A Centuries-Old Problem

A government which is not serious in implementing a genuine agrarian reform program with a weak law such as the Comprehensive Agrarian Reform Law of 1988 is a recipe for more feudal exploitation and peasant unrest. A government which is not serious in agrarian reform with a strong law and program may be forced to make some concessions. But for a genuine and truly comprehensive agrarian reform program to take place, it would need the strong political will of a truly democratic government.

BY BENJIE OLIVEROS
ANALYSIS
Bulatlat
Vol. VII, No. 36, October 14-20, 2007

It has been almost two decades when the proclaimed centerpiece program of the Aquino government was passed and implemented. The Comprehensive Agrarian Reform Law of 1988 was passed April 21, 1988. It was supposed to provide social justice to the millions of peasants who have been tilling the land for centuries, and have been suffering from feudal exploitation.

The struggle for land was one of the main issues, together with colonial oppression, which sparked the Revolution of 1896. Within a decade after the imposition of American colonization, peasant unrest gave rise to revolts and the establishment of peasant organizations.

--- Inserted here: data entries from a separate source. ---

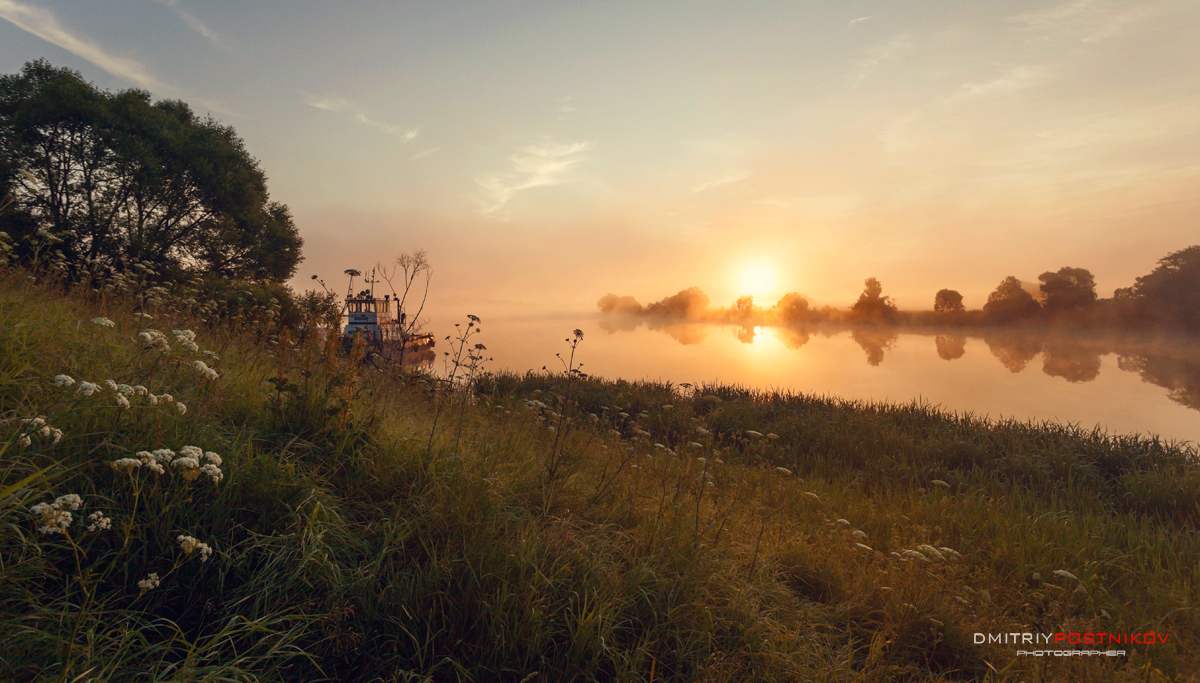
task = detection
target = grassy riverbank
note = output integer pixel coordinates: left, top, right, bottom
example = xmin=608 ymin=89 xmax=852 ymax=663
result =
xmin=0 ymin=272 xmax=1200 ymax=682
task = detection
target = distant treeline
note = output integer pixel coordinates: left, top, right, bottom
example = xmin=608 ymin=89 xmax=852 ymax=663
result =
xmin=598 ymin=245 xmax=1200 ymax=332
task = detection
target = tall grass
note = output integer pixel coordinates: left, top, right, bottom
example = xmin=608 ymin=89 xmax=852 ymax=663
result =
xmin=0 ymin=259 xmax=1200 ymax=682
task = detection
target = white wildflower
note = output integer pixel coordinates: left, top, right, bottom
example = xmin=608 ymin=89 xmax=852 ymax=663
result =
xmin=200 ymin=463 xmax=224 ymax=484
xmin=29 ymin=493 xmax=83 ymax=535
xmin=88 ymin=513 xmax=113 ymax=532
xmin=192 ymin=360 xmax=220 ymax=379
xmin=175 ymin=535 xmax=212 ymax=562
xmin=138 ymin=571 xmax=158 ymax=591
xmin=170 ymin=455 xmax=200 ymax=481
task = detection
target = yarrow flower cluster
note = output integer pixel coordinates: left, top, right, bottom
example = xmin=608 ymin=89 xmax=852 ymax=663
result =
xmin=88 ymin=511 xmax=113 ymax=532
xmin=170 ymin=330 xmax=200 ymax=353
xmin=175 ymin=534 xmax=212 ymax=562
xmin=138 ymin=328 xmax=170 ymax=351
xmin=29 ymin=493 xmax=83 ymax=535
xmin=192 ymin=360 xmax=221 ymax=379
xmin=109 ymin=445 xmax=224 ymax=484
xmin=138 ymin=571 xmax=158 ymax=591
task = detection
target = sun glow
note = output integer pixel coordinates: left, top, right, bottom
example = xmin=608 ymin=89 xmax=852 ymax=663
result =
xmin=738 ymin=263 xmax=779 ymax=304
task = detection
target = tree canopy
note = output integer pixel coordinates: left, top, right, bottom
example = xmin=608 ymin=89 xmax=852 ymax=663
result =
xmin=934 ymin=289 xmax=966 ymax=313
xmin=1116 ymin=245 xmax=1200 ymax=330
xmin=1038 ymin=266 xmax=1096 ymax=314
xmin=0 ymin=60 xmax=302 ymax=282
xmin=983 ymin=275 xmax=1040 ymax=323
xmin=850 ymin=277 xmax=896 ymax=320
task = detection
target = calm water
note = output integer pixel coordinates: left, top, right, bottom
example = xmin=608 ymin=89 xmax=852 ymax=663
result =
xmin=434 ymin=313 xmax=1200 ymax=442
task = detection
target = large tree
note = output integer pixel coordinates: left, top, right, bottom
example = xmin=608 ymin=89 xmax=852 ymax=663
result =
xmin=934 ymin=289 xmax=966 ymax=313
xmin=0 ymin=60 xmax=302 ymax=282
xmin=1115 ymin=245 xmax=1200 ymax=331
xmin=1038 ymin=266 xmax=1096 ymax=314
xmin=850 ymin=277 xmax=896 ymax=320
xmin=983 ymin=275 xmax=1042 ymax=323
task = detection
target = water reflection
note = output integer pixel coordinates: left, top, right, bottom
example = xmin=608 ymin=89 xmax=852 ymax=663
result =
xmin=599 ymin=316 xmax=1200 ymax=411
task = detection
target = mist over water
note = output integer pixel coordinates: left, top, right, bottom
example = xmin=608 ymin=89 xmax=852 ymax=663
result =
xmin=438 ymin=312 xmax=1200 ymax=442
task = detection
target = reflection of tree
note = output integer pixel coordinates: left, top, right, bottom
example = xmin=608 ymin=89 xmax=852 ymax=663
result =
xmin=850 ymin=328 xmax=900 ymax=367
xmin=983 ymin=330 xmax=1042 ymax=372
xmin=934 ymin=335 xmax=967 ymax=360
xmin=1117 ymin=353 xmax=1200 ymax=411
xmin=1042 ymin=338 xmax=1100 ymax=382
xmin=775 ymin=328 xmax=810 ymax=351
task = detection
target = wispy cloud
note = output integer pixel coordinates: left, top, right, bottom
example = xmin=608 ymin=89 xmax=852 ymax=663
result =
xmin=854 ymin=35 xmax=912 ymax=85
xmin=354 ymin=114 xmax=421 ymax=143
xmin=691 ymin=173 xmax=750 ymax=193
xmin=296 ymin=90 xmax=354 ymax=112
xmin=0 ymin=0 xmax=171 ymax=95
xmin=1009 ymin=0 xmax=1163 ymax=42
xmin=155 ymin=0 xmax=226 ymax=48
xmin=476 ymin=140 xmax=592 ymax=214
xmin=296 ymin=90 xmax=420 ymax=141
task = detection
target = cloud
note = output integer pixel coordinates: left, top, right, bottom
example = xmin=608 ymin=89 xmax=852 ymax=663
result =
xmin=296 ymin=90 xmax=422 ymax=141
xmin=1008 ymin=0 xmax=1163 ymax=42
xmin=0 ymin=0 xmax=171 ymax=94
xmin=475 ymin=142 xmax=592 ymax=214
xmin=296 ymin=90 xmax=354 ymax=112
xmin=155 ymin=0 xmax=226 ymax=48
xmin=854 ymin=35 xmax=912 ymax=85
xmin=354 ymin=114 xmax=421 ymax=143
xmin=691 ymin=173 xmax=749 ymax=193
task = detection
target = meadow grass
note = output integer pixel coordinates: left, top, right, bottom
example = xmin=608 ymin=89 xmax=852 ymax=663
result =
xmin=0 ymin=270 xmax=1200 ymax=682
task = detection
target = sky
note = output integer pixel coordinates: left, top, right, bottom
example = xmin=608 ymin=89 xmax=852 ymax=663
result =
xmin=0 ymin=0 xmax=1200 ymax=317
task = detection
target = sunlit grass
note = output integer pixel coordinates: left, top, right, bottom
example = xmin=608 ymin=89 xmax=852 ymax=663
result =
xmin=0 ymin=264 xmax=1200 ymax=682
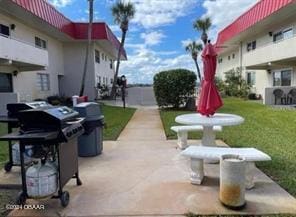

During the brief Japanese occupation, peasants formed the bulk of the Hukbalahap (People’s Army Against the Japanese). After World War II, peasant unrest never abated. The Pambansang Kaisahan ng mga Magbubukid (National Association of Peasants) was outlawed by the Roxas administration in 1948. The suppression of peasant organizations and struggles led to the formation of the Hukbong Mapagpalaya ng Bayan (HMB or People’s Liberation Army soon afterwards. Under the leadership of the Partido Komunista ng Pilipinas (PKP or Communist Party of the Philippines), the HMB launched an offensive against the government in an effort to seize political power and implement agrarian reform. The PKP and the HMB was defeated and became a spent force. But in 1968, the Communist party of the Philippines (CPP) was reestablished and in March of 1969, the New People’s Army (NPA) was formed. The land question is the main content of the national democratic revolution that the CPP and the NPA have been waging.

The issue of land is no less important and urgent today with 11, 865,000 employed in agriculture. Moreover, majority of the Filipino people are residing in the rural areas, where the economy still revolved around agriculture. In fact, agriculture and mining, both dependent on the land – aside from low value-added semi-manufactures and migrant labor – are the main exports of the country. Thus, the problem of monopoly of land by and the concentration of vast tracts of land to a few landlords and big foreign mining corporations is still a major issue in the county today.

The question confronting us now is whether the Comprehensive Agrarian Reform Law of 1988, which was already extended for 10 years in 1998, is effective and worth extending for another 10 years.

The DAR’s view

As far as the Department of Agrarian Reform (DAR) is concerned, it deems that it has been doing its job well and it is supporting the ten-year extension. It is endorsing House Bill 743 filed by Rep. Jaime Cua which seeks to extend the law and amend certain provisions, particularly allowing the use of the land distributed under the law as collateral.

Two agencies were tasked to implement the distribution of the land: the Department of Agrarian Reform’s target is to distribute 4,290,450 hectares while the Department of the Environment and Natural Resources (DENR) was set to distribute 3,771,411 hectares. Of the 8,061,861 hectare-target, the DAR claims that it has distributed 3,764,294 hectares and the DENR 3,056,186 hectares for a total of 6,820,480 hectares or 84.6 percent of the target.

The administrations from Aquino to Arroyo were known to pad the statistics of accomplishments of the agrarian reform program. But granting for the sake of argument that these claims are true, why do they need another ten years to distribute the balance of 1,241,381? Another way of looking at it is that if took twenty years to distribute 6,820,480, does it not show how ineffective the law is? Why do we have to bear with an ineffective law for another ten years?

Fraught with problems and loopholes

The more important thing is the impact of the agrarian reform law on the lives of the peasantry. Most, if not all, genuine peasant organizations (not the government-controlled ones) have complaints about the loopholes and problems of the agrarian reform program of the government.

Land-use conversion is one of the main problems being cited. rom 1997-98 alone, there were 67,466 hectares of agricultural land legally approved for conversion. In the year 2000, the DAR approved 34,160 hectares of the 39,066 hectares up for conversion. There have been other numerous cases of land use conversion approved by the regional and provincial agrarian reform officials in cahoots with landlords and big business. These land-use conversions not only deprive potential beneficiaries of the land that could have been theirs but have taken away land that was already distributed.

Aside from land use conversions, landlords also filed cases to take back the land that have been distributed. By 1998, the DAR has confiscated from farmer-beneficiaries 20,000 certificate of land transfers, 2,500 emancipation patents, and 320 certificates of land ownership agreements covering 70,000 hectares and affecting 25,000 farmers. Bulatlat ran a story of an agrarian reform community, one of the showcases of the agrarian reform program, whose land is now being claimed by a landlord.